If there’s one thing you can’t stress enough about additive technologies it’s that they are not a standalone, answer to all of your manufacturing woes or wishes. There’s no one size fits all, a single machine isn’t going to help materialise every idea you ever had and there are plenty of steps that go into making that perfect printed part both before and after you hit that start button - sorry to be the bearer of bad news, but that bubble should have been well and truly burst by now.
As one of the largest 3D printing service providers in the U.S. in operation since 2008, one company that knows having the right tools is the key to getting the most out of this technology, is FATHOM. Already one of the largest users and distributors of Stratasys technology and a partner in Autodesk’s Forge initiative, pioneering the SmartQuote system, FATHOM is spreading its roots to bring the best manufacturing options possible to its customers through a series of partnerships and unique business initiatives - the latest being with 3D printed electronics developer Nano Dimension, which will bring the DragonFly 2020 3D Printer to the Silicon Valley and the greater West Coast area.
"We feel that every technology has a benefit its not just one size fits all in the industry, you have to have all the other technologies to really offer our customers the best solution possible,” says FATHOM co-founder Rich Stump.
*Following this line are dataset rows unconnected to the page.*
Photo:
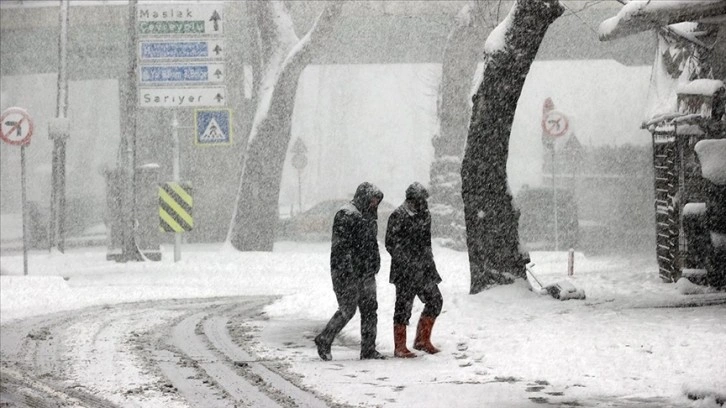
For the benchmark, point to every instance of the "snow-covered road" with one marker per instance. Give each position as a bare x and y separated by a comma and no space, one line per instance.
174,353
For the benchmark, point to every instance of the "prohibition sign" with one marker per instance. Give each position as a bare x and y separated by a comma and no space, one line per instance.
555,124
16,127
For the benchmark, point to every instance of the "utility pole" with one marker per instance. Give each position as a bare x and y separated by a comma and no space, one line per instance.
58,131
129,250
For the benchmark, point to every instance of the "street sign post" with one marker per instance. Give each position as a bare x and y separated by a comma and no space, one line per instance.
16,128
181,55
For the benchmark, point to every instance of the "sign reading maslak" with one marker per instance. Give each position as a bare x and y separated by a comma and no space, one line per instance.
169,19
175,207
180,55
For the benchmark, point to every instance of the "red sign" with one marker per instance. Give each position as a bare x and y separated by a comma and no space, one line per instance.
16,126
555,124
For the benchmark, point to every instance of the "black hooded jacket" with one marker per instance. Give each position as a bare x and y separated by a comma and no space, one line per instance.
354,245
408,240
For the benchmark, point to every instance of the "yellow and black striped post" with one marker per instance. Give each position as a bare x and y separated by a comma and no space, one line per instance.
175,207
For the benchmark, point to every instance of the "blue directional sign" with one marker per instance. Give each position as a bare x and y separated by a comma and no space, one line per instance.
180,50
197,73
212,127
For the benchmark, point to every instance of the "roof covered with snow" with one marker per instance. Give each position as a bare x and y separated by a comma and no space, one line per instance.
642,15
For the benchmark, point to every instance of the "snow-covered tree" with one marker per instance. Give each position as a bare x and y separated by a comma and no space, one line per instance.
461,57
490,217
283,57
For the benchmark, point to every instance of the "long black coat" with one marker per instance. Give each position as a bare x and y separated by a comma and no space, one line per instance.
408,240
354,244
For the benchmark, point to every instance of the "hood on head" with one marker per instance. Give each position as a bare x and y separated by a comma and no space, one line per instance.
416,192
363,195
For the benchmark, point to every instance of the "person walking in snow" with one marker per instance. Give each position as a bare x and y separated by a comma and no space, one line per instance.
354,262
413,270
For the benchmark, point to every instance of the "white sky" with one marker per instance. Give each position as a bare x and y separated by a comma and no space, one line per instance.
619,346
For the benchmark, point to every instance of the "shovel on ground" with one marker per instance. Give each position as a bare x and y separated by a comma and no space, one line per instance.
562,290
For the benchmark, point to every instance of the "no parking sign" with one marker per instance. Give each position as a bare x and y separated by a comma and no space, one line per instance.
16,126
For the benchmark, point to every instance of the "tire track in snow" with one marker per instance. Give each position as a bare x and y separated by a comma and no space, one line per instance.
215,328
185,338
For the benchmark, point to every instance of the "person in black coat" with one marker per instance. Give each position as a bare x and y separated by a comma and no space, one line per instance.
354,262
413,270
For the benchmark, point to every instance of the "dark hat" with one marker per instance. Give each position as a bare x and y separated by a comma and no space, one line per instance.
416,191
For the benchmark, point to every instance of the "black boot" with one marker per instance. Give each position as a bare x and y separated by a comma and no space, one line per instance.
323,349
371,355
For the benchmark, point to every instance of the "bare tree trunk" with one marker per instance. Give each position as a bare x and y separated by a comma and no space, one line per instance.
454,111
491,219
284,57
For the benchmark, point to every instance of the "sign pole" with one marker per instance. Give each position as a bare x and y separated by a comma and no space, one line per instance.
16,128
56,231
176,174
25,210
554,197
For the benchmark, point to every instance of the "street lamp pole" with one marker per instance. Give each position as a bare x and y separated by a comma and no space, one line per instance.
130,252
59,132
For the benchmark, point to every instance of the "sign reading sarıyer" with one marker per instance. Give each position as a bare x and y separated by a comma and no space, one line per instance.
182,97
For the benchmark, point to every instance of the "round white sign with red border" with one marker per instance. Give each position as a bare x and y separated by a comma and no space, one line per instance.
16,126
555,124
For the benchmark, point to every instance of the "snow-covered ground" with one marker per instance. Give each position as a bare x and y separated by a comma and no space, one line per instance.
633,339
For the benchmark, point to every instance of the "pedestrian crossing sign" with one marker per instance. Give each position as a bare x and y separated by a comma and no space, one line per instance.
212,127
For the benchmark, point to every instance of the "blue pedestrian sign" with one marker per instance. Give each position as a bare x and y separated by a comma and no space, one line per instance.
212,127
For modern product development, speed is vital and the company recently launched two ultra fast FDM and PolyJet 3D printing services, which means customers can now have their ideas in their hands in as little as a day. Designs can be submitted in the morning for pick up later that same day or even sent in the night before for pickup in the morning.
“For prototyping, time is everything,” Rich explains. “What we’ve found, especially over the last few years, is customers are demanding faster lead times so they can iterate quicker and get products to the market faster. The industry has shifted as far as what the expectations are - not only from consumers in product development but also from product development specialists so that they can develop better products faster. We found a need in the marketplace to create a service offering where we can produce customer parts quicker.”
The ‘Make it Happen’, same-day 3D printing service offers same day pick up by 5pm for PolyJet technology in single material Vero and multi-material VeroWhite+ and TangoBlack+. The ‘Hustle’ next-day service is available for PolyJet in a wider range of materials (including VeroBlack, VeroClear) and FDM in ABSplus/M30 (white), PC (white), ASA (white), PC-ABS (black) and Nylon12 (white).
“We try to separate ourselves by offering more materials to our customers with faster lead times to the point where we're still trying to push the limits. One of our goals this year is to push the limits of time and complexity for our customers to help them iterate faster,” Rich adds.
With a mixed bag of engineering, design and manufacturing teams, all under one roof, FATHOM is working with customers every day to recommend which technologies work best for their designs and often that means a hybridisation of tools. It’s not uncommon for local designers to come into the studio once their ideas have been prototyped and discuss with FATHOM's teams how they can move their products forward. Outside of the local manufacturing scene, they’ve also got a wide range of innovative projects under their belt, not least printing 9,000 robotic parts for Intel or working with Prototype This! on a 3D printed leg cast featuring embedded electronics that allow doctors to monitor the patients physical state via the cloud.
“FATHOM is all about changing the way that our products are designed and manufactured – solving complex customer projects with speed and also hybridisation of processes so looking at not only 3D printing but also how that coexists with traditional manufacturing. Specifically with this service we've changed our internal processes and structures so that we can react very quickly when customers send us files, get them to the production floor, on the machine and off the machine and into customers hands very quickly.”
On top of bold ambitions for localised manufacturing, FATHOM also donates a lot of its time and resources into the e-NABLE community. As the first large-scale professional partner for the global prosthetics project, FATHOM provides the expertise of its professional design team to help develop designs and solve complex problems and they’re trying to encourage more high-profile AM companies to do the same.
Looking to the future, FATHOM is planning on a huge 10,000 square feet expansion to “literally enhance and produce more manufactured goods” and working with its partners like Autodesk, Stratasys and Lawrence Livermore National Lab to increase productivity with better materials and efficient workflows.
“We're so excited about what opportunities exist for this technology in the future and we can't stress enough the hybridisation of additive and traditional coming together because it's through this co-existence where we're going to see a lot of impact. I think the next couple of years are going to be really exciting for the professional space. We went through the hype cycle which was great in a way because it brought a lot of acknowledgment and education to the market, it hit hard for some of the big manufacturers, for us it's awesome because now there's awareness out there and we're getting improvements in the technology to make a big impact on the future.”